Limitations & Future Work¶
- Realism of the compositional sparsity assumption: The theory requires the target function to exhibit compositionally sparse structure on a product manifold; whether real-world LLM tasks strictly satisfy this assumption remains unclear.
- Approximation theory only, no training analysis: Constructive proofs assume weights can be set exactly; whether SGD/Adam can find such solutions is not addressed. The training dynamics of the router (load balancing, non-differentiable TopK) further complicate learnability analysis.
- ReLU activation assumption: All theoretical results are derived for ReLU activations; generalization to modern activations such as GELU and SwiGLU remains to be explored.
- Simplification to \(K=1\): Only top-1 routing is analyzed, whereas \(K=2\) is common in practice. Extension to \(K > 1\) is theoretically straightforward but may affect the specific form of approximation rates.
- Limited scale of validation experiments: Experiments I and II use very small MoE models (4–6 experts, width 10–128), far smaller than the MoE models deployed in actual LLMs.
Related Work & Insights¶
- Shaham et al. (2018); Chen et al. (2019): Show that dense networks can also efficiently approximate functions on low-dimensional manifolds, but require stronger regularity assumptions on the manifold and activate all parameters (MoE activates only 1 expert, yielding \(E\)-fold parameter efficiency).
- Mhaskar & Poggio (2016); Poggio (2023): Analyze the approximation capacity of dense neural networks under compositionally sparse structures; this paper extends their results to MoE.
- Baykal et al. (2022): Show that sparsely activated networks can match the approximation performance of dense networks; this paper further quantifies the additional advantage conferred by the MoE structure.
- Chen et al. (2022): Analyze training dynamics of softmax-gating MoE; this paper provides a complementary perspective from expressive power rather than training dynamics.

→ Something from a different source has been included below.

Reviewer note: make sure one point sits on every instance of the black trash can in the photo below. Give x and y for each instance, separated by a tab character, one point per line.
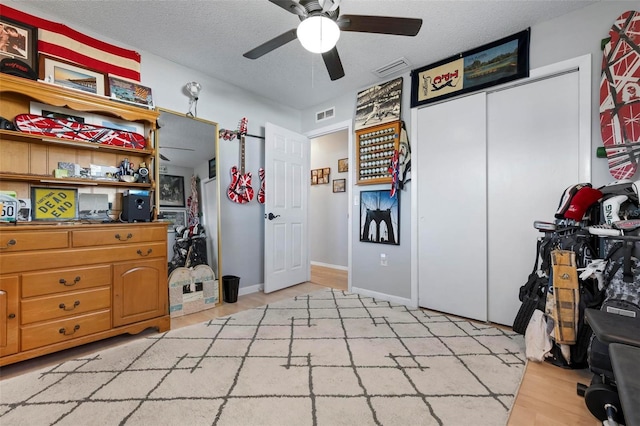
230	285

- Insights: The theoretically motivated Encoder + low-dimensional FFN expert architecture warrants empirical validation in practical MoE systems; the theoretical necessity of nonlinear gating can guide next-generation MoE design.
Rating¶
- Novelty: ⭐⭐⭐⭐⭐ — First systematic approximation-theoretic analysis of MoE expressive power; both the shallow and deep MoE results make important contributions. The \(E^L\) exponential capacity result is particularly illuminating.
- Experimental Thoroughness: ⭐⭐⭐ — Primarily a theoretical work; validation experiments are small-scale but directionally sound. Experiments at realistic MoE scale would substantially strengthen the empirical case.
- Writing Quality: ⭐⭐⭐⭐ — Mathematical derivations are rigorous yet clearly presented; Example 5.1 (multilingual + mathematical tasks) provides an intuitive illustration.
- Value: ⭐⭐⭐⭐⭐ — Provides a solid theoretical foundation for MoE architecture design; several recommendations (nonlinear gating, low-dimensional experts, interleaved architectures) are already corroborated by practice.